By: Katie Walkley, Peak Associate
Hey, what’s up, tryhard nation? It’s your boy Mr. 67, your favourite YouTuber’s favourite YouTuber back with another awesome video. Man, do I have a story to tell you!
So, it all started when I was thinking up my next YouTube challenge for Motivational Monday. I decided to take a technique from my improv days — the “yes, and . . .” — and apply it to my life to expand my horizons. I should have known this rule should never be followed to a T. Even the improv centre didn’t follow it when they kicked me out for my experimental and art nouveau ideas.
The challenge was set: For 24 hours, I had to say yes to every opportunity that came my way.
It started out simple (and at 7:00 p.m. because I have free will). I agreed to help my roommate set up her video game console. Later, when someone passed out in the grocery store and they asked if anyone was a doctor, I was there to save that woman’s life with my Grey’s Anatomy knowledge. I said yes AND!
She didn’t make it.
Anyways, everything was going well and I felt like a hero for how I was stepping up and really taking on the world. But then I made the fatal agreement to clubbing on a Monday night. While I was dancing up a storm, a handsome man came over to me. I assumed he was drawn in by my attractive magnetism from my last 100 hour aura farming challenge video (click the link in the description to watch it!). He led me outside and I followed him through parts of Davie Street I had never seen.

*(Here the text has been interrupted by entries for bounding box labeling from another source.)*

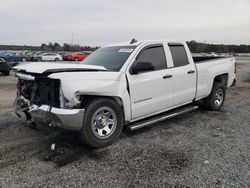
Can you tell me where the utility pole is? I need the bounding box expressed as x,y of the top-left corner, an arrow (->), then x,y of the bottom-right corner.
71,32 -> 74,46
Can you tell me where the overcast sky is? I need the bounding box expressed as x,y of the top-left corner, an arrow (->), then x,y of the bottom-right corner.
0,0 -> 250,46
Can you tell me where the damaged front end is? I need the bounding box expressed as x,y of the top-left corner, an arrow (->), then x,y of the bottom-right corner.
14,72 -> 85,131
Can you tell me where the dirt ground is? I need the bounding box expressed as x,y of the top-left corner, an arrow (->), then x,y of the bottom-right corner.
0,58 -> 250,188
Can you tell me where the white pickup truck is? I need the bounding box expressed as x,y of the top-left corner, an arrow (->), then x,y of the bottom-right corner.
14,41 -> 236,147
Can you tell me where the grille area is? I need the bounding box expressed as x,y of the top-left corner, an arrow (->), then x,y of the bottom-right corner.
18,77 -> 60,107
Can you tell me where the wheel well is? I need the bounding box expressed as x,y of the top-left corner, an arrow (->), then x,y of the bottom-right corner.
80,95 -> 125,117
214,74 -> 228,87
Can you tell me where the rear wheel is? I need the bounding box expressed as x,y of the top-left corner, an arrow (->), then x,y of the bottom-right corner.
80,98 -> 124,148
204,82 -> 226,111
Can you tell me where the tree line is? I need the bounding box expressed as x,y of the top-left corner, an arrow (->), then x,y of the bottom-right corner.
0,42 -> 99,52
187,40 -> 250,53
0,40 -> 250,53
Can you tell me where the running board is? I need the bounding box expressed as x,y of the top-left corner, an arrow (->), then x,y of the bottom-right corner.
127,106 -> 199,131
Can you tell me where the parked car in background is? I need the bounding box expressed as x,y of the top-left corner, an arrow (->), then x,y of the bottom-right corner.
65,52 -> 91,61
37,53 -> 62,61
0,51 -> 22,64
31,51 -> 44,61
0,58 -> 11,75
18,52 -> 32,62
58,52 -> 71,60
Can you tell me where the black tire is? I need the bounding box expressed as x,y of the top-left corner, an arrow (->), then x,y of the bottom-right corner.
204,82 -> 226,111
3,71 -> 10,76
80,98 -> 124,148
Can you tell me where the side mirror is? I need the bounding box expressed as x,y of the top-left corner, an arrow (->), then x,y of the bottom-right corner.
131,62 -> 155,74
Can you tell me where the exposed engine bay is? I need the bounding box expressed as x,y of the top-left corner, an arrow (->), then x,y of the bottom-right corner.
17,74 -> 60,110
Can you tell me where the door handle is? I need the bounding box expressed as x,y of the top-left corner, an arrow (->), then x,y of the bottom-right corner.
187,70 -> 195,74
163,74 -> 173,79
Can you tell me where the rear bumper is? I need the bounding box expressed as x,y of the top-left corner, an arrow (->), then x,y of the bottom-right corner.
28,105 -> 85,131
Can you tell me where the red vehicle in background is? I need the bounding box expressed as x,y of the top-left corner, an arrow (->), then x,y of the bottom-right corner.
65,51 -> 91,61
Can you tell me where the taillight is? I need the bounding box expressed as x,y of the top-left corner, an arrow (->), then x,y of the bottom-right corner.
234,61 -> 237,74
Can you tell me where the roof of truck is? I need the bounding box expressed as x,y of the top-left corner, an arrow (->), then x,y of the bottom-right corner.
105,40 -> 185,47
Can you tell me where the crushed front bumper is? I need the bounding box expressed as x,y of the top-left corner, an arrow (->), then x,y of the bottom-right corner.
16,100 -> 85,131
28,105 -> 85,131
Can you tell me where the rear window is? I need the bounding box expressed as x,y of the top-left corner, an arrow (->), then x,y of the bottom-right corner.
137,46 -> 167,71
169,45 -> 189,67
82,46 -> 136,71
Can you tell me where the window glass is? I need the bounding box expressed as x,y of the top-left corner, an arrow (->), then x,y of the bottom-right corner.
169,45 -> 189,67
82,46 -> 136,71
136,46 -> 167,71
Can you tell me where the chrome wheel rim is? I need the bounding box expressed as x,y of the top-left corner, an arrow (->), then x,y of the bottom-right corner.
214,89 -> 224,106
91,107 -> 117,139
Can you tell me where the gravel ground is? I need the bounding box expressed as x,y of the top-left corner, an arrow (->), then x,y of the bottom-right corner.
0,58 -> 250,188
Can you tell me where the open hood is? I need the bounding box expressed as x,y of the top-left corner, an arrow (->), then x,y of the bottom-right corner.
13,62 -> 106,74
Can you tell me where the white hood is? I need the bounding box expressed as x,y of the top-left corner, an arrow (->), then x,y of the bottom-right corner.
49,71 -> 126,104
13,62 -> 106,74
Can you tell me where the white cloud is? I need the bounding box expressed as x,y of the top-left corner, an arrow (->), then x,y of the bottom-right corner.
0,0 -> 250,45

Once we reached a dead end, he turned around and told me that he had an offer I couldn’t refuse. I asked him how he knew that it was Motivational Monday. He slapped me in the face and told me I had to watch The Godfather, followed by Sátántangó in all of its (seven-hour) glory. So, I pulled out my iPad and we pirated it, probably the most illegal activity this sketchy alley had seen.
Watching this painfully slow movie was the greatest test of endurance for my “yes, and” challenge. At this point, all I wanted to do was go home and cleanse my palette with some real cinema (Lego Batman). Yet, it was only 9:07 a.m., and if Mr. 67 didn’t complete his 24-hour challenges, then who was he?
Now this next part of the story is gonna be out of control because just thinking about it gives me a secondhand high.
Once the movie was over, the handsome man took off his duster jacket and revealed to me that what I thought was makeup was actually a raccoon’s face balanced on a body made of living and dead rats. I mentally prepared myself to be asked to have sex with this abominable creature, but then he offered me something that felt like a great relief from that idea: a massive joint.
I took one hit and the last thing I saw was the raccoon man scampering off into the night. Next thing I knew, I was astrally projecting to a beautiful, far-off planet. I asked the creatures there if they had heard of my YouTube channel. I think I aggravated them because they chased me back to earth. When I turned on the news, the next morning after completely losing track of the timeline of this challenge, I saw that we had started a war with the aliens.
In my next video, I’m going to start my “no!” challenge. This new challenge will go on indefinitely and I implore you all to join me. Set boundaries! Prioritize yourself! And if someone asks if Mr. 67 had anything to do with the space wars, just say “NO!!!”